- Born: 1948 or 1949 (age 76–77) Theodore, Saskatchewan, Canada
- Education: Swarthmore College (BA) Columbia University (MFA) York University (LLB)
- Occupations: Actor, director, photographer, copyright lawyer
- Years active: 1977–1990 1995–present
- Known for: Suspect, The Outside Chance of Maximilian Glick, Murder by Night, White Light (films)
- Television: Check It Out! (series)

= Aaron Schwartz (Canadian actor) =

Canadian actor and director (born 1949)

Aaron Schwartz (born 1948/1949) is a Canadian actor, director, photographer and copyright lawyer.

==Life and career==
Schwartz was born in 1949 in Theodore, Saskatchewan, and grew up in Winnipeg, Manitoba. He graduated from Swarthmore College in 1970; in 1972 he received an MFA degree in Theater from Columbia University. He earned a law degree from Osgoode Hall Law School at York University, Toronto, in 1993, and was admitted to the Ontario Bar in 1995.

Schwartz spent his early career in theatre. In 1987, he produced and directed Bat Masterson's Last Regular Job, by Bill Ballantyne, at the Toronto Free Theatre. He had previously directed the world premiere of Ballantyne's first play, The Al Cornell Story, at the Theatre Passe Muraille Back Space in Toronto. Schwartz was nominated as best director for a Dora Mavor Moore Award for his production of Come Back to the Five and Dime, Jimmy Dean, Jimmy Dean, at the Factory Theatre in Toronto.

Schwartz is known for playing a leading role as grocery cashier Leslie Rappaport in the television situation comedy, Check It Out! (1985–1988). He was also featured in two episodes of Street Legal (in 1990) and in the episode of Alfred Hitchcock Presents entitled "Killer Takes All" (1988) with Van Johnson and Rory Calhoun.

In film, he is known for playing Henry Glick, the father of the title character in The Outside Chance of Maximilian Glick (1988), which won the Best Canadian Feature Film award at the Toronto International Film Festival. His other film roles include the Czech Officer in Eleni (1985) starring John Malkovich and the Forensic Pathologist in Suspect (1987) starring Cher and Liam Neeson, both films directed by Academy Award-winning director Peter Yates. Other film credits include the Neurologist in Murder by Night (1989), Dr. Spears in Age-Old Friends (1989) and Aaron Stern in White Light (1991).

In January 2011, Schwartz wrote in an essay about protecting your photographs online:

If the thief ... tried to sell [the infringed work] and couldn't – then the artist might want to take a hard look at how much damage has really been done. Probably got some free advertising....

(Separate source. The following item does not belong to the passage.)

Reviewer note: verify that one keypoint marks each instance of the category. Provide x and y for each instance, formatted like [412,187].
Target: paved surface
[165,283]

I recommend not putting anything extremely valuable where someone can steal it. And don't worry too much about what happens to the work that you do display on the Internet, because a "thief" might well be doing you as much good as harm.

Schwartz, in addition to his law and acting careers, is an accomplished photographer. Founder of the photography blog aamora.com, a self-proclaimed "Playland" for photographers, artists and writers around the world, he has developed a reputation for his photographs on JPG and his own online gallery.